I did a ton of research on multiple areas of the 18th century. I would go to Historic Williamsburg and Historic Richmond Town on Staten Island, to understand how the walls felt and what kind of furniture would have been in these houses at the time. I read a lot of books; I’d say I probably compiled about 500 sources on everything from material culture to sexuality in the 18th century to maps of towns that could be like Cana. I felt it was necessary because I wanted this really ambitious combination of things. I needed to have a theory of sexuality that made sense to me, one that went beyond, as I call him, Daddy Foucault’s estimation that homosexuality was born in the 19th century. Of course, he was being a little funny, but I wanted to be careful not to map our contemporary identity politics onto the past because it wouldn’t work. In order to enter the past, I wanted to make sure that I got all the names for things that could be associated with queerness in the past.
MC: In many ways this book is about being ushered into new worlds, and there’s play between the new worlds of religion, colonialism, and the new world that opens with queer people. How do you see these forces intersecting?

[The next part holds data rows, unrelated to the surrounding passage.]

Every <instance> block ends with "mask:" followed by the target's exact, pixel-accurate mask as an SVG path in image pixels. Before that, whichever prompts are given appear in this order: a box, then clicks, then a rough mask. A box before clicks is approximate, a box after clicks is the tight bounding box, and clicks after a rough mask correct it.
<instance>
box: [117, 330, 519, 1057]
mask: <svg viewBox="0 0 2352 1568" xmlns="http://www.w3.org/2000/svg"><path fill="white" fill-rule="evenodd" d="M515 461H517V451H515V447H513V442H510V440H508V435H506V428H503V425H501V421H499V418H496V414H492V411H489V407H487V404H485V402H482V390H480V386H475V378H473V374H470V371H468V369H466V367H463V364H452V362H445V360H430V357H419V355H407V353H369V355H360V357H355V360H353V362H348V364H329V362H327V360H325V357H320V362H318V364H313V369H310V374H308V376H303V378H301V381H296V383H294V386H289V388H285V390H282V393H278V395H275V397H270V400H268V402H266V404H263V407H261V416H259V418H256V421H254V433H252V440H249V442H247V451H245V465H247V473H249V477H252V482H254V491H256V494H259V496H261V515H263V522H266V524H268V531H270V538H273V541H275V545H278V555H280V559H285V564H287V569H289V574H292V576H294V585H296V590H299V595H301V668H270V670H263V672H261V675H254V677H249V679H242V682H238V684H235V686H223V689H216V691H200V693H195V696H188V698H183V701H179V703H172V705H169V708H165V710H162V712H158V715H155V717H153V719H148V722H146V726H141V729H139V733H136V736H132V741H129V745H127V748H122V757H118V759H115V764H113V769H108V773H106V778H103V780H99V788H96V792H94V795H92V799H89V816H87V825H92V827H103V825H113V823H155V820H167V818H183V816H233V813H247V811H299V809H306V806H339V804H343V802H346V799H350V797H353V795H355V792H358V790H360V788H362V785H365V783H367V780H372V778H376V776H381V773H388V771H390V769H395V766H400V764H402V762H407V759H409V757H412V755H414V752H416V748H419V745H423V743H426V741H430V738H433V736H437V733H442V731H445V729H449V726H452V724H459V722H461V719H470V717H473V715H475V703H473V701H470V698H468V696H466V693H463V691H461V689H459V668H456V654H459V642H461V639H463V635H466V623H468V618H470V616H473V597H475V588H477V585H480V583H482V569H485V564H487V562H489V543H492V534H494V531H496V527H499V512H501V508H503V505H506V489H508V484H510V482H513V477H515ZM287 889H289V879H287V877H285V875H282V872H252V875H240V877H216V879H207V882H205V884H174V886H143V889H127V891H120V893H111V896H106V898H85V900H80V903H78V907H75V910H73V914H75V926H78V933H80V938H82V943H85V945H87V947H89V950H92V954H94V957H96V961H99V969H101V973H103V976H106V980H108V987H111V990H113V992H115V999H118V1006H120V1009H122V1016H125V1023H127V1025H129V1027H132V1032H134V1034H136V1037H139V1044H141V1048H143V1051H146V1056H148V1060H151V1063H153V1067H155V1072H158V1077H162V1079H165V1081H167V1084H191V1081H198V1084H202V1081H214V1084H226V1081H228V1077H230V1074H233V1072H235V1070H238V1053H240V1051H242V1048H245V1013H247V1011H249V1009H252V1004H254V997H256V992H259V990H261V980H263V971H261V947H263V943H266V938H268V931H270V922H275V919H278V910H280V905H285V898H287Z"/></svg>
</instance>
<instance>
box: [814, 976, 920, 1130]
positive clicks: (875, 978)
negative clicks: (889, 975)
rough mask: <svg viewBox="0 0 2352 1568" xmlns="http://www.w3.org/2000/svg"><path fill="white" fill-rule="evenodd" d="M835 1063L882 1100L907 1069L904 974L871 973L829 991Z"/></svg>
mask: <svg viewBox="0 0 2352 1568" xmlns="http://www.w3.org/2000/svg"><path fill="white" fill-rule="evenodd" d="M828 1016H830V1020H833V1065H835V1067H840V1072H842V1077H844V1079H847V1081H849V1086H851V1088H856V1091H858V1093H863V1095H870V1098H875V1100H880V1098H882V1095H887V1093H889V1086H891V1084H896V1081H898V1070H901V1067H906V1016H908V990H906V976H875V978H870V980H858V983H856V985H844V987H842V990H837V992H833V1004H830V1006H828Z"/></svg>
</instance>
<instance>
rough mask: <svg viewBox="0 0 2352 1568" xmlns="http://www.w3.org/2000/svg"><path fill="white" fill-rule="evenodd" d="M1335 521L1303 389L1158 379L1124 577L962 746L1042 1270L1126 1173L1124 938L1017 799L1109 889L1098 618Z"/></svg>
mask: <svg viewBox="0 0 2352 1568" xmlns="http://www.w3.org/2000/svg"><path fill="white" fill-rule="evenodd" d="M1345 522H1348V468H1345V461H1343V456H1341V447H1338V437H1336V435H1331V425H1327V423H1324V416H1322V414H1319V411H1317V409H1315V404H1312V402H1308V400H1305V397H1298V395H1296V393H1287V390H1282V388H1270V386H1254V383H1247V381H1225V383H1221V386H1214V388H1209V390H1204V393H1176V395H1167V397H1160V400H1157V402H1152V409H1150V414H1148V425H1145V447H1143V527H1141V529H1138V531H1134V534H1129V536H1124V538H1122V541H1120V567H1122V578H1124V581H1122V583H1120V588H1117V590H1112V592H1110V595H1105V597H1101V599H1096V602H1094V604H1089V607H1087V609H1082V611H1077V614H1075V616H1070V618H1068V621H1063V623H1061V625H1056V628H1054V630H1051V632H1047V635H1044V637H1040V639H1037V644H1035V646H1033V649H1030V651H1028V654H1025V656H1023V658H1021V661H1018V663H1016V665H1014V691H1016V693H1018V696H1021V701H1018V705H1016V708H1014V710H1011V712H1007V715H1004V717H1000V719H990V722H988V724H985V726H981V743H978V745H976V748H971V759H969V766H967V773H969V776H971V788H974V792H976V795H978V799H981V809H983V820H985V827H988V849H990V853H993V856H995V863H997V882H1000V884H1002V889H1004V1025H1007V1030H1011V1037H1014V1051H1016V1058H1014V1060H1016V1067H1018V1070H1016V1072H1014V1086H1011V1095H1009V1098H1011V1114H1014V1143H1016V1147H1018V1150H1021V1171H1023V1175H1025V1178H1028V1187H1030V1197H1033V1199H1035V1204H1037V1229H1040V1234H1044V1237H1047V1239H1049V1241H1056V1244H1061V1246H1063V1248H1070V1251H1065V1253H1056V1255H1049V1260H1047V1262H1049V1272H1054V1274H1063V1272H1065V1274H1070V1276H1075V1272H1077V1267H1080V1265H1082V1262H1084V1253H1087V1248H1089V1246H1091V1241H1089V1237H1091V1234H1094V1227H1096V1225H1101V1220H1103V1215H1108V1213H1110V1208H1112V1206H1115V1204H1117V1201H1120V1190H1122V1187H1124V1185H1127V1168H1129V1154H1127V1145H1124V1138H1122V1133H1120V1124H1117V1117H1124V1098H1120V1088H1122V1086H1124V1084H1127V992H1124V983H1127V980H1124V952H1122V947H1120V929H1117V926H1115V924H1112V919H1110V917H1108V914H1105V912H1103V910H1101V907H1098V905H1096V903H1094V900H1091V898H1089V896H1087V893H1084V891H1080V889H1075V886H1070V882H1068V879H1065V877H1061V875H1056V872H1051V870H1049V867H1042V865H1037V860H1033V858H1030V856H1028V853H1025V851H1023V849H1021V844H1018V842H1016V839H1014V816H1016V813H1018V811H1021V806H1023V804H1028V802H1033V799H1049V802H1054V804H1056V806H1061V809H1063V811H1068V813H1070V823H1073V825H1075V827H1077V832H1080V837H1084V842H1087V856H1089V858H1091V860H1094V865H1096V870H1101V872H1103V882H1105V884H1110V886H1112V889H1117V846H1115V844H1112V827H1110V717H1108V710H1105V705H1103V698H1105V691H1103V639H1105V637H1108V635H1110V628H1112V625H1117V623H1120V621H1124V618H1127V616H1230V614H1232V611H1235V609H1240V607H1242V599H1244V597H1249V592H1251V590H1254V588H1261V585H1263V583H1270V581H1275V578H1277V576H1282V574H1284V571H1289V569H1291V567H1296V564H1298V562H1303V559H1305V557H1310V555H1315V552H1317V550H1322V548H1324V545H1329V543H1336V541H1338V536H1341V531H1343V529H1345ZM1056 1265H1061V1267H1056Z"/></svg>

GC: One character in my book says something like a movement is dangerous because it gathers everything in its wake. You don’t know what’s going to happen with the movement, it could go one way or the other. That’s something I’ve learned with doing a lot of advocacy work around ending conversion therapy. I’ve seen this movement change a lot in the last eight years, and I’ve seen this anti-trans backlash in 2024 that is really horrible. It’s been very frustrating to see this movement that many of us created hijacked by a gender-critical crowd, who is now attaching conversion therapy to this idea of turning gay people trans. It’s frustrating because it ignores a fundamental fact of conversion therapy, which is that trans kids were more likely to go to conversion therapy, that there’s no conversion therapy that’s turning gay people trans. It’s conversion therapy that’s trying to turn gay people straight and trans people cis.
That was a concern of mine when I went into All the World Beside. A different world is not always a better world. Movement is not always better movement; it doesn’t always turn out the way that you want it to. There is a kind of cynical realism at the heart of the book. To me, the world that is presented at the end of the book resembles a possibility that could be much more like our world today. We know the “New World” was never new, and it’s a very dark term. It doesn’t mean that the new world doesn’t have all of the same baggage. It does. That’s one of the messages that I want to get across in All the World Beside: Yeah, we’re in a much better place. There’s no denying that there is progress, but it always comes at a cost, and there’s always something that we’re ignoring or some ugly beast that’s going to rear its head again.
I think there are moments of joy and beauty between characters when they let their guard down. That, I hope, is a kind of acknowledgement of the queer joy that we can all exist together even in dark times. Our resiliency is what I want you to walk away with. We’ve been through a lot of shit. We’re going to be going through a lot more shit, but there’s always some new keyhole to look inside and see what’s going on. I won’t give away what that is, but it might involve one man pissing on another man in a way that you’ve never imagined in the 18th century. And maybe today, we’ll see new vistas of complete debauchery and beauty that we could have never imagined before.